There are also new rules on accountability for organisations, which will be required to show how they comply with the principles of GDPR, through documentation of processing activities, training, staff awareness and more. Companies will also have to carry out privacy impact assessments, considering the “risk to the rights and freedoms” before processing personal data, and build in protection safeguards and compliance ‘by design and default’.
In certain cases, organisations may also be required to appoint a data protection offer (DPO). A drafted requirement that this would apply to anyone with over 250 employees was dropped in favour of the rather vague condition that any company whose core activities consist of “processing operations which require regular and systematic monitoring of data subjects on a large scale” must have a DPO.

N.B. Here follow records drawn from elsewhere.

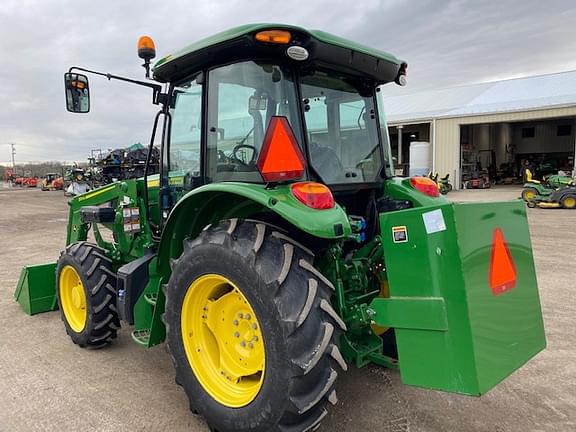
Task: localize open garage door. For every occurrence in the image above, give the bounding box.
[460,117,576,189]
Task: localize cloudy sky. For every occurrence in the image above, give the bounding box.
[0,0,576,164]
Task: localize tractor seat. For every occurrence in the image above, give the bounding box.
[526,168,540,184]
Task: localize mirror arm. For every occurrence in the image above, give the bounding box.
[68,66,165,105]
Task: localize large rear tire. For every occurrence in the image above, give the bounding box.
[164,219,347,432]
[56,242,120,348]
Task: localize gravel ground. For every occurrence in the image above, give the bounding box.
[0,188,576,432]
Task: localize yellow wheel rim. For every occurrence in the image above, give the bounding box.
[564,197,576,208]
[180,274,266,408]
[524,189,536,201]
[58,265,87,333]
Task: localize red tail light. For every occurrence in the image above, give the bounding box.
[291,182,336,210]
[256,116,306,182]
[410,177,440,198]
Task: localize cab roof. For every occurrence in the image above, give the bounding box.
[153,24,403,83]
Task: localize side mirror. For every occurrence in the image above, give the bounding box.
[64,72,90,113]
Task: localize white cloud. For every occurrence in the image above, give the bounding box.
[0,0,576,163]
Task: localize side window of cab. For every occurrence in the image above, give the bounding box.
[168,79,202,192]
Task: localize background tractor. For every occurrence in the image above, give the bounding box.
[16,24,545,431]
[42,173,64,191]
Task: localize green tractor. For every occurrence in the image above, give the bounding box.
[15,24,546,431]
[521,168,576,202]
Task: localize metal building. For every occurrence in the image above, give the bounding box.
[385,71,576,188]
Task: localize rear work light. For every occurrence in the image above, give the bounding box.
[256,30,292,44]
[291,182,336,210]
[410,177,440,198]
[256,116,306,182]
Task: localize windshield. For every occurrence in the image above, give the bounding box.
[301,71,389,184]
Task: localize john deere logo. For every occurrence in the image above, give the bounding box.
[286,46,308,61]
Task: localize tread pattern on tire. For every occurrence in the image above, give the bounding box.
[57,241,120,348]
[163,219,347,432]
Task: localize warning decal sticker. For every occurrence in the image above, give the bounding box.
[422,209,446,234]
[392,226,408,243]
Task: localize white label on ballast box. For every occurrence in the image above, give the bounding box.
[422,209,446,234]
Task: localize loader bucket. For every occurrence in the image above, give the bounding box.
[371,201,546,395]
[14,263,57,315]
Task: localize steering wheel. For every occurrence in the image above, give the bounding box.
[232,144,258,166]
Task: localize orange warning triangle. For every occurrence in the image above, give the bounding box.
[256,116,306,182]
[489,228,516,295]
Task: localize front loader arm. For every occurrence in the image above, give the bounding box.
[66,180,151,260]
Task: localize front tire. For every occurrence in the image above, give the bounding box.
[560,195,576,209]
[165,219,347,432]
[522,187,538,202]
[56,242,120,348]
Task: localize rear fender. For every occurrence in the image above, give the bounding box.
[158,182,351,274]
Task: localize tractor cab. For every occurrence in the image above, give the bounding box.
[153,25,406,218]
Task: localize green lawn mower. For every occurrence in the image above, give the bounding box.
[526,186,576,209]
[15,24,546,432]
[521,169,575,202]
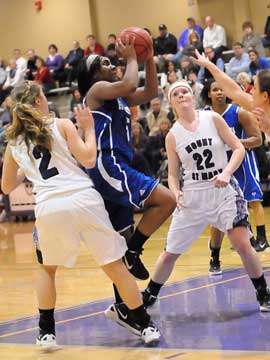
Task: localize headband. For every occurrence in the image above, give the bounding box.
[86,54,99,71]
[168,81,193,101]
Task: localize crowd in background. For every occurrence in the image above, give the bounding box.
[0,16,270,214]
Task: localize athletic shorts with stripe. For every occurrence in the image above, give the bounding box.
[33,188,127,267]
[165,178,248,254]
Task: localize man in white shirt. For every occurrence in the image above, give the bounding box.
[203,16,227,55]
[226,41,250,80]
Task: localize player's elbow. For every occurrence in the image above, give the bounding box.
[124,79,137,95]
[1,179,12,195]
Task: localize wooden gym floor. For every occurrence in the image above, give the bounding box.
[0,208,270,360]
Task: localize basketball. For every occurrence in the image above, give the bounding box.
[119,27,153,63]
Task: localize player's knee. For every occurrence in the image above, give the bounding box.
[162,251,180,266]
[163,191,176,215]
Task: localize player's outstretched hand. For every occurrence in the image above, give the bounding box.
[74,104,95,130]
[115,35,136,59]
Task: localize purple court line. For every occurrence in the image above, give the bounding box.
[0,269,270,351]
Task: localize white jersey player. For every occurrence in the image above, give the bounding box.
[143,81,270,311]
[2,82,160,346]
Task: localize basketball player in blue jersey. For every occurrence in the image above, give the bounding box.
[78,37,176,332]
[201,79,269,275]
[143,81,270,311]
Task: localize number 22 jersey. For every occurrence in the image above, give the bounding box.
[9,119,93,203]
[170,111,228,190]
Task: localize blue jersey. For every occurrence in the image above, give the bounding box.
[92,98,133,164]
[206,104,263,201]
[87,98,158,231]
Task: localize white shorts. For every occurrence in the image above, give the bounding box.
[34,188,127,267]
[165,180,248,254]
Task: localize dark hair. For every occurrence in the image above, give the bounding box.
[257,69,270,96]
[48,44,58,52]
[242,20,253,30]
[108,34,116,40]
[200,78,230,105]
[107,44,115,51]
[143,28,152,36]
[233,41,244,48]
[36,56,46,66]
[86,34,96,40]
[78,56,101,97]
[248,48,259,57]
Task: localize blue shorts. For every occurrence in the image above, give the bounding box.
[233,152,263,202]
[87,157,158,231]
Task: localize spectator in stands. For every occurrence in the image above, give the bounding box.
[13,49,27,76]
[170,17,203,61]
[70,87,83,112]
[0,59,24,105]
[0,58,7,89]
[25,49,38,80]
[178,17,203,51]
[35,57,55,94]
[248,49,270,78]
[198,46,225,84]
[107,44,120,66]
[180,56,199,80]
[84,35,104,56]
[242,21,265,56]
[65,40,84,86]
[226,41,250,80]
[0,95,12,127]
[203,16,228,56]
[236,72,253,94]
[187,31,203,54]
[168,71,179,85]
[46,44,66,85]
[146,98,168,136]
[154,24,177,72]
[188,71,203,109]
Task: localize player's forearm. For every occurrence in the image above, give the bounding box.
[144,57,158,100]
[223,146,245,176]
[80,128,97,169]
[122,57,139,91]
[240,136,262,149]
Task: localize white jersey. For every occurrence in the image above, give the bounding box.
[10,119,93,203]
[170,111,228,190]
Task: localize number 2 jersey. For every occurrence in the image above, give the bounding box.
[9,119,93,203]
[170,111,228,190]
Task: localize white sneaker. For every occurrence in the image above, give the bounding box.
[141,323,161,345]
[36,334,56,347]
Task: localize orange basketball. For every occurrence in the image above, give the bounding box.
[119,27,153,63]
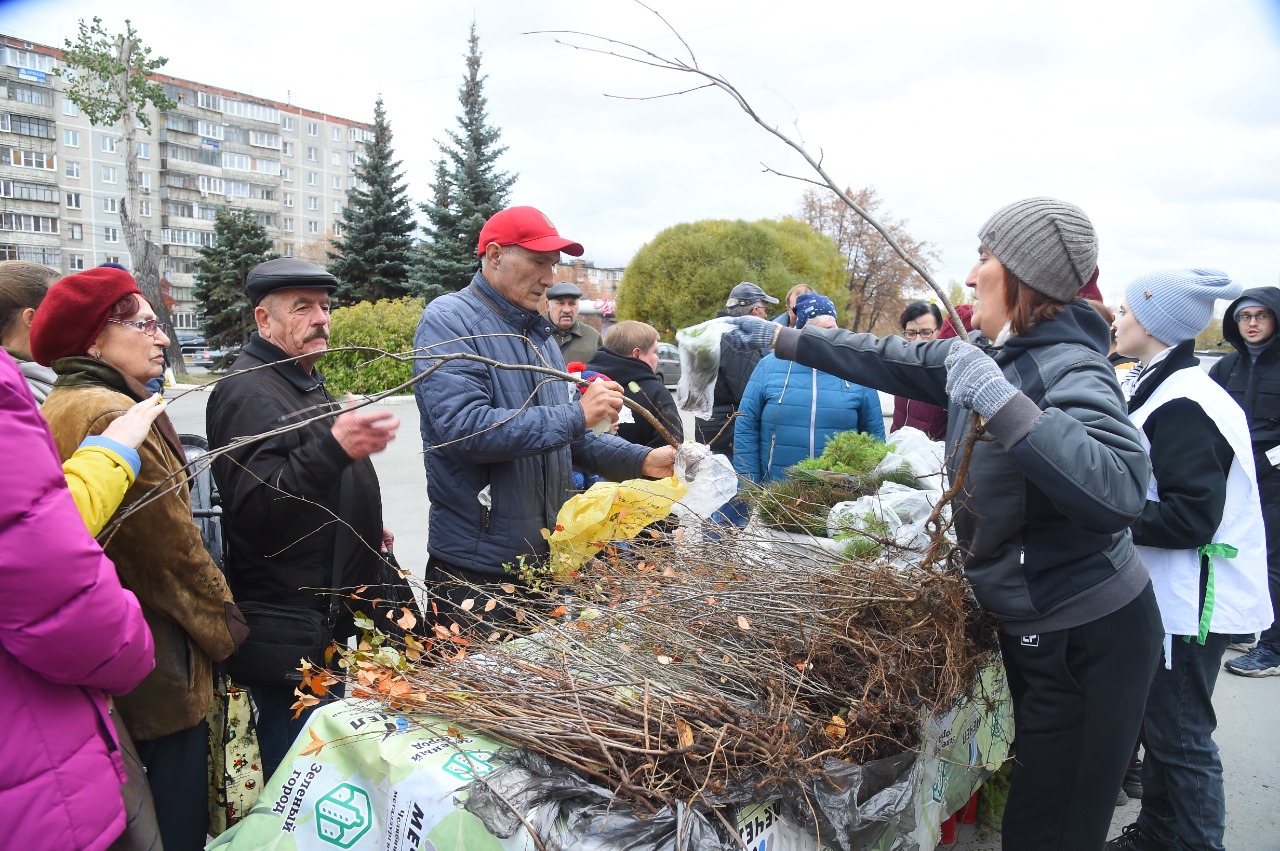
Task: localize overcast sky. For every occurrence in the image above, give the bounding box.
[0,0,1280,298]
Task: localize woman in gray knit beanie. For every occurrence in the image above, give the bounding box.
[724,197,1162,851]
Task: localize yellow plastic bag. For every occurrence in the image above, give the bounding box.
[548,476,687,573]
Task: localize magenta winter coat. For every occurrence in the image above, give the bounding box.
[0,352,160,850]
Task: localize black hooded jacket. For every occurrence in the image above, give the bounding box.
[586,348,685,449]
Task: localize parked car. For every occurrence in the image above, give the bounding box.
[654,343,680,386]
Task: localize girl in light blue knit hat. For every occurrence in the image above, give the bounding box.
[1107,269,1271,851]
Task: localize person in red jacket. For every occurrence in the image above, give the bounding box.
[0,353,155,848]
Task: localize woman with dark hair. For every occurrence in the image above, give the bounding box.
[726,197,1164,851]
[31,267,248,848]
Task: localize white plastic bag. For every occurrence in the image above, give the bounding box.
[676,317,733,420]
[676,443,737,518]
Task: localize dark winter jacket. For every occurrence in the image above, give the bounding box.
[1208,287,1280,501]
[40,357,247,740]
[733,354,884,484]
[777,303,1151,635]
[413,273,649,577]
[205,331,383,629]
[586,348,685,449]
[694,338,760,458]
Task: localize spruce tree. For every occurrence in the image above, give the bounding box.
[196,207,279,355]
[415,23,517,298]
[328,97,417,305]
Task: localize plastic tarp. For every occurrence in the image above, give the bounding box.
[209,664,1012,851]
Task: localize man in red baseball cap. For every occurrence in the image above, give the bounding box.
[413,207,676,621]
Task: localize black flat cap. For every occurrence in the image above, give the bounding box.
[247,257,338,307]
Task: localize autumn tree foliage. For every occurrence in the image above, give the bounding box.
[618,218,846,333]
[800,187,937,334]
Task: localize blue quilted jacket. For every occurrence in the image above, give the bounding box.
[733,354,884,484]
[413,273,649,576]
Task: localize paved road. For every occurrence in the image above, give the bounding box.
[166,390,1280,851]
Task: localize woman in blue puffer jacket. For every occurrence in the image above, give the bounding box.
[733,293,884,485]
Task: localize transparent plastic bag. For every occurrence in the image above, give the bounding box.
[676,443,737,518]
[676,317,733,420]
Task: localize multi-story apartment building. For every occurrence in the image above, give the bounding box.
[0,35,372,329]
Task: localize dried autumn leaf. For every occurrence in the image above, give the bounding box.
[396,607,417,630]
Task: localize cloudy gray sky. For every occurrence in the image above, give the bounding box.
[0,0,1280,297]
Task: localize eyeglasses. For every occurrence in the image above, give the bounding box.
[106,319,169,337]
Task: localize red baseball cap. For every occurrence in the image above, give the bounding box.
[476,207,584,257]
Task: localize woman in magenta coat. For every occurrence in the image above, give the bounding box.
[0,353,155,850]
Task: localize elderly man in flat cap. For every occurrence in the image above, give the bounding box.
[206,257,399,777]
[547,280,600,363]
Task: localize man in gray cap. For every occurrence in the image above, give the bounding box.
[206,257,399,777]
[547,282,600,363]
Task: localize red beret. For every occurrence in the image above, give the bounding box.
[31,266,142,366]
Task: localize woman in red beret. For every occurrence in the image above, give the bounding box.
[31,267,248,848]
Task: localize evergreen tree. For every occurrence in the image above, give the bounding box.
[328,97,417,305]
[196,207,279,355]
[415,23,517,298]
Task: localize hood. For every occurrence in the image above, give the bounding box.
[996,302,1111,362]
[1222,287,1280,357]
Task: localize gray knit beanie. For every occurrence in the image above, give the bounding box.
[978,198,1098,302]
[1124,269,1244,346]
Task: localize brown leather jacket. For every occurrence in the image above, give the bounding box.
[41,357,248,741]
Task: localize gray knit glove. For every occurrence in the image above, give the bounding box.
[724,316,782,352]
[943,340,1018,420]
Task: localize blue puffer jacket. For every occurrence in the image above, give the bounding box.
[413,273,649,576]
[733,354,884,484]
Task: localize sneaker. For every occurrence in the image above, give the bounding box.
[1102,823,1174,851]
[1222,644,1280,677]
[1120,759,1142,800]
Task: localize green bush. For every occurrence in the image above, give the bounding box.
[320,297,422,394]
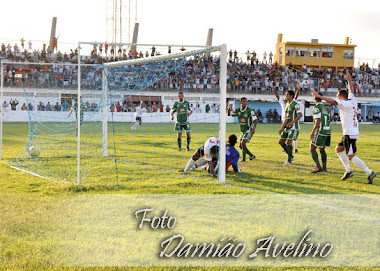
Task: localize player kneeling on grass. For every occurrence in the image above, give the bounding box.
[183,137,219,177]
[310,93,331,173]
[226,134,242,172]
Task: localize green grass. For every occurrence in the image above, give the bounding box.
[0,123,380,270]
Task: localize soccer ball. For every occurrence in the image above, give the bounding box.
[29,146,41,158]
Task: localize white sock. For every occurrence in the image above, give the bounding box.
[184,158,195,173]
[351,156,372,176]
[196,159,207,167]
[337,152,352,172]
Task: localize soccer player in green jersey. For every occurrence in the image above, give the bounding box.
[310,93,331,173]
[278,90,302,166]
[170,91,193,151]
[229,97,258,162]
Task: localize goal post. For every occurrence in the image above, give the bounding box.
[99,44,227,184]
[0,43,227,187]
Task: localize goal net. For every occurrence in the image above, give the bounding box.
[2,44,226,186]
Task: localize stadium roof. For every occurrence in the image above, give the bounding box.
[362,102,380,106]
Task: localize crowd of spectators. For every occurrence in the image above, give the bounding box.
[0,39,380,96]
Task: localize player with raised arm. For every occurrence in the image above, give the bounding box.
[131,101,147,131]
[228,97,258,162]
[278,90,302,166]
[170,91,193,151]
[312,71,376,184]
[272,84,301,153]
[183,137,219,177]
[310,93,331,173]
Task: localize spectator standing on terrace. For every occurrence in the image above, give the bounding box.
[368,107,374,121]
[51,37,58,53]
[9,99,18,111]
[20,38,25,51]
[3,101,9,112]
[99,43,103,55]
[104,42,108,56]
[46,102,53,111]
[263,51,267,64]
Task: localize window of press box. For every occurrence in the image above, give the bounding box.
[322,46,334,58]
[296,48,309,57]
[286,47,296,56]
[309,48,321,57]
[343,50,354,59]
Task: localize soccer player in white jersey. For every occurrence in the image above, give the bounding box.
[272,85,301,153]
[181,137,219,178]
[312,71,376,184]
[131,102,146,131]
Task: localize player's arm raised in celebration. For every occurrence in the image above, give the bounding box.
[272,87,280,101]
[311,90,338,105]
[310,118,321,140]
[170,103,177,120]
[346,70,353,94]
[249,110,258,135]
[294,84,301,100]
[68,106,74,117]
[286,112,302,128]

The final major changes concern what happens after a data breach. Processors are only required to report breaches to the controller, who must then notify the appropriate authorities “without undue delay and, where feasible, not later than 72 hours after having become aware of it”. If a breach “is likely to result in a high risk to the rights and freedoms of individuals”, those affected should also be notified without delay. This should mean no more incidents like Yahoo’s reporting, last year, of two record-breaking data breaches that actually took place in 2013 and 2014.
The Bright Side
So, yes, GDPR is coming. And the cost of implementing all the above regulations – which are just a quick summary of everything that GDPR actually requires for full compliance – isn’t going to be small, in terms of time, effort or money.
However, GDPR shouldn’t be the scourge of data-led marketing that some have painted it as. It’s just a case of being more careful how you use data – and these changes might actually be improvements.
“GDPR forces companies to thoroughly review the way they use data and, if they buy in data, who they buy it from,” says IAB’s Schwarzbart. “While this task can be daunting, it can ultimately be an opportunity for companies to get a full understanding of their own data processes.”
Osborne Clarke’s Johnson agrees. As he points out: “Preparing for the GDPR’s tough compliance requirements can actually be a great tool for implementing change more generally in a business.”
Data is enormously important to modern marketing, and ‘big data’ might actually be understating the amount that most marketers have access to. But it can be easy to get lost in that. So if GDPR represents a chance for more transparent, better-quality data, shouldn’t we embrace it, rather than fear it?